A few weeks ago I showed an interior wall photo of my home that displayed three works of art. The smallest of the three pieces was ‘Waratah I’ by photographic artist Lucia Rossi.
I have this in my home because it serves to act as a religious icon of the sacredness of the human body and is as deserving of admiration and prayer as any Russian icon of a favorite saint.
Many of my blog entries are about the importance of understanding how we humans are inextricably linked to the great web of life that is this earth; that the human animal — whether through DNA sequencing or evolutionary traits — is connected intimately, biologically, emotionally and spiritually to everything; that our bodies are nothing if not a walking sacredness.
Our human body is as full of mystery and magic as is any life form. Its complex machinery deserves our collective awe, respect and gratitude for functioning as it does over the course of many years.
On Sunday I returned from a hospital stay of four nights for surgery to help me keep functioning for a few years to come. The details aren’t important.
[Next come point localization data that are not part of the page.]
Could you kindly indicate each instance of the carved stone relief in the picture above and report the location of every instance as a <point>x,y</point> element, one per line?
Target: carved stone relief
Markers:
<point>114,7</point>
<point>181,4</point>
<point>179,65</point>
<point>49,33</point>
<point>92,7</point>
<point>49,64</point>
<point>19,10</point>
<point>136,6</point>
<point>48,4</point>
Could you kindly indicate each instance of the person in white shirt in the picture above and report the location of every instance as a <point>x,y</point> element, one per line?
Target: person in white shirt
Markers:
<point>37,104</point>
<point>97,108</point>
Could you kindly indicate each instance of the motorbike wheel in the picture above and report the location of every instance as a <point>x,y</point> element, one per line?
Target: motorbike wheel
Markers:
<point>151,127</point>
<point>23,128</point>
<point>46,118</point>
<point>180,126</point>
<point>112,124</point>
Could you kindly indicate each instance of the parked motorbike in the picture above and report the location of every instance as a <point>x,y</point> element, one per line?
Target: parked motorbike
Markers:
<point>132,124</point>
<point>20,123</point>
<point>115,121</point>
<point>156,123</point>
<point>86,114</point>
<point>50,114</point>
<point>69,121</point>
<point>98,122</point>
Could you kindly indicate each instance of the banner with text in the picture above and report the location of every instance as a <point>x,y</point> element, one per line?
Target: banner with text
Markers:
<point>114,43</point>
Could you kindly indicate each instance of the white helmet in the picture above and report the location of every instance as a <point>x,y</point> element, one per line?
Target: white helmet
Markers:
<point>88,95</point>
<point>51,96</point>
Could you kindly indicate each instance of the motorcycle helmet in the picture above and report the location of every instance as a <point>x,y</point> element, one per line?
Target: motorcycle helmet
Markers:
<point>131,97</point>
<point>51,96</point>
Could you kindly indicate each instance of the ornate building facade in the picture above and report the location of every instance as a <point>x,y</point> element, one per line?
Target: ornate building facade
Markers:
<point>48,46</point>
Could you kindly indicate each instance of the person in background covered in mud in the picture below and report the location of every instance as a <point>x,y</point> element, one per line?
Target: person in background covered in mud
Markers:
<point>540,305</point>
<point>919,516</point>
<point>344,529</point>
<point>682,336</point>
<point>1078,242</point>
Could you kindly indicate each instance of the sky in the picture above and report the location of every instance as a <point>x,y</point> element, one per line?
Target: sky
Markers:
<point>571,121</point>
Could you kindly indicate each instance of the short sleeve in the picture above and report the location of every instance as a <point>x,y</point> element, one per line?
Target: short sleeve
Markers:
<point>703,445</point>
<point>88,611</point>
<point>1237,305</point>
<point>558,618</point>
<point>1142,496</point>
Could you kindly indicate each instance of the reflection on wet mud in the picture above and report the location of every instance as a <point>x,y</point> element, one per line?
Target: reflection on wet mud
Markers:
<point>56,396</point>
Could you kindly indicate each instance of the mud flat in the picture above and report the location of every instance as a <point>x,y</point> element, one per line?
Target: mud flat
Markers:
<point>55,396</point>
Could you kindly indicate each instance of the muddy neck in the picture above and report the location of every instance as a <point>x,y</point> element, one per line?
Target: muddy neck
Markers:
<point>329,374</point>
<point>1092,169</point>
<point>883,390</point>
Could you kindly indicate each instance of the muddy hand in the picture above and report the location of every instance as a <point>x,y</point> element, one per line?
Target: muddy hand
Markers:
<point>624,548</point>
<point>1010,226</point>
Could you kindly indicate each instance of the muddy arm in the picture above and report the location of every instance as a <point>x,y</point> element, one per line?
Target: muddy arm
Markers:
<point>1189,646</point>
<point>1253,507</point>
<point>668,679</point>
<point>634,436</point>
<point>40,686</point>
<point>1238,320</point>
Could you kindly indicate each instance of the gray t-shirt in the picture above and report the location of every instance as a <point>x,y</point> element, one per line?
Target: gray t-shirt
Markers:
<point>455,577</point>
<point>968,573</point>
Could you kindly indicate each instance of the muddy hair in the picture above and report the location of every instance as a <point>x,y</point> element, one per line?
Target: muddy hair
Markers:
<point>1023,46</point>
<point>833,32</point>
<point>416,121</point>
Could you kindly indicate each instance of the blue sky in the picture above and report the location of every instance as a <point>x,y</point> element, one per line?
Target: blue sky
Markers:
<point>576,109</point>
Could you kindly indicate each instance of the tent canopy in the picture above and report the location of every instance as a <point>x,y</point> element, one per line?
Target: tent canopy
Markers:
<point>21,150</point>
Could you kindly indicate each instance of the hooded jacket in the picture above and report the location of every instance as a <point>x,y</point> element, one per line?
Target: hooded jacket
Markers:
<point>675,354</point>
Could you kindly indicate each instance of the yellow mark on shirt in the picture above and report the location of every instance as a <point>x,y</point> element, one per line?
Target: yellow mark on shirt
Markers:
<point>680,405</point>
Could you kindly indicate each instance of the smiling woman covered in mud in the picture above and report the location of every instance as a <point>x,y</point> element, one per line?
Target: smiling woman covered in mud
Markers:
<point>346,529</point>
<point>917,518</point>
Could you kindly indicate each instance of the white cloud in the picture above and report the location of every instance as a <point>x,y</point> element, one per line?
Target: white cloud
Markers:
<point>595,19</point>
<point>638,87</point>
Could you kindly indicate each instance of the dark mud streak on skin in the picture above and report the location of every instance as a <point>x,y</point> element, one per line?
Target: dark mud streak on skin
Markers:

What is, though, is the visceral experience I had that made me even more appreciative of my physicality even as this animal body of mine expressed its limitations through a bit of pain.
While recovering in hospital, instead of a beautiful, red waratah flower protruding from my pudendum as in the Rossi photograph, I had a three-way catheter connected to a penis that bled. Both, however, are majestic works of art and science. Both are mythic and symbolic as they each expressed an aspect of life in a truthful manner.
Hidden in language, though, is a disturbing issue because the common medical term for the female and male external genital area is “pudendum” (plural, pudenda) and comes from the Latin pudere — be ashamed. What does this say of our culture when its medical terminology links the genital area with a place of shame? (The ‘um’ part of pudendum means place; as in gymnasium, planetarium.)
With our mythical Biblic account of Adam and Eve leaving the garden of Eden covering their genitals, is it any wonder that sexual dysfunction is entrenched in the Judaeo/Christian/Islamist religious institutions?
In contrast to the written word, what I found very wonderful — and hopeful — about the experience of being in hospital was the way the female nurses treated “my” pudendum with respect and compassion; certainly not shame. In their handling of me, there was never a hint of embarrassment or sense of repugnance. In the bed where I was looked after, the idea of “original sin” was replaced by “original blessing”.
Courbet’s “Origin of the World” is a very powerful testament of how art can portray an aspect of our physicality not shrouded in guilt or hidden from view.
We have all entered this world through the portal of the vagina. There is nothing shameful about this. It should be celebrated.